Predifined instances of sorts are used

  • instances of location

    • entrance
    • kt (kitchen)
    • ct (counter)
    • outside
    • t (table)
  • m, instance of menu

  • b, instance of bill

Actions Fluents
go(c,r), greet(w, c), move(p, l1, l2), lead_to(w, c, t), sit(c), pick_up(p, t, l), put_down(p, t, l), order(c, f, w), request(p1, t, p2), prepare(ck, f), eat(c, f), pay(c), stand_up(c), leave(c), make_unavailable(f, r), interference hungry(c), open(r), at_loc(t, l), in(c, r), welcomed(c), standing_by(p, l), sitting(c), hoding(p, l), menu_read(c), informed(p1, t, p2), available(f, r), food_perpared(ck, f), served(c), bill_generated(c), paid(b), order_transimitted(c), done_with_payment(c), satiated_and_out(c), served_and_billed(c), done_with_request(ck, w)

Where:

  • c for a customer
  • w for a waiter
  • ck for a cook
  • f for a food
  • r for a restaurant
  • t1 and t2 for things
  • l, l1 and l2 for locations
  • p, p1 and p2 for persons

How to denote the agent performing each action

They denote the agent performing each action a by using the static actor(a, p). Each action has a unique actor, except lead_to(w, c, t) in which both w and c (waiter and customer) are considered actors.

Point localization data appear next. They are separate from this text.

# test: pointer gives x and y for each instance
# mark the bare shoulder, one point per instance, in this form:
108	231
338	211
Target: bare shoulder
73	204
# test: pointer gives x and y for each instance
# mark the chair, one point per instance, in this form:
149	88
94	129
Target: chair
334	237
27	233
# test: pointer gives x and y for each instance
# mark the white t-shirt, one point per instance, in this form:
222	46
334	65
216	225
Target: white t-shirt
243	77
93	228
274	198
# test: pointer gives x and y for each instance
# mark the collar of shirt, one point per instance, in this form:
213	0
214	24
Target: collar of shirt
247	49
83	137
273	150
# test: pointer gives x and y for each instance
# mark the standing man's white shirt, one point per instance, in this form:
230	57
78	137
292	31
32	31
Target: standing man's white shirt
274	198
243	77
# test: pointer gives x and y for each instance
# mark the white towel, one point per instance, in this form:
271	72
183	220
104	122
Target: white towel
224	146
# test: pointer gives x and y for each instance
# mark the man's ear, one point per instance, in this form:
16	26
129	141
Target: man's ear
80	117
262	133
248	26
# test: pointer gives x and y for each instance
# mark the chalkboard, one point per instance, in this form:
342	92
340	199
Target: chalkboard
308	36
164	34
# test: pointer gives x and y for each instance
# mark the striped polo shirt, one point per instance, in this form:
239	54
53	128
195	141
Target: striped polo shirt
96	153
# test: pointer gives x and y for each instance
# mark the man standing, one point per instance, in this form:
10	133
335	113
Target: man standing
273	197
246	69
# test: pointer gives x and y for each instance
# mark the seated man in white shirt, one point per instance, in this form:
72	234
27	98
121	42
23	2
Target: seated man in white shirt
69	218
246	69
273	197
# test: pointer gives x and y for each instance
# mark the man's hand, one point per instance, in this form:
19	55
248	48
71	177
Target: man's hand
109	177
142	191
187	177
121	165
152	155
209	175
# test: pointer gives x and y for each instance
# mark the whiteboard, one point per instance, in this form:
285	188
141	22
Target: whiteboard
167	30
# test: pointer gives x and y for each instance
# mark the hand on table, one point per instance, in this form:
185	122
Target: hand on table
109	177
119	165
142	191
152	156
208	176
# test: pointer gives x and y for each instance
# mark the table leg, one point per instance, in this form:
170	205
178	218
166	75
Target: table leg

(Doubt)All fluents are inertial except…

First, what does the inertial mean? It means the fluent normally maintain their previous values unless changed by an action, except order_transmitted, done_with_payment, satiated_and_out, served_and_billed, done_with_request are defined-positive fluents, i.e., their positive value is completely defined in terms of other fluents; otherwise their default value is false.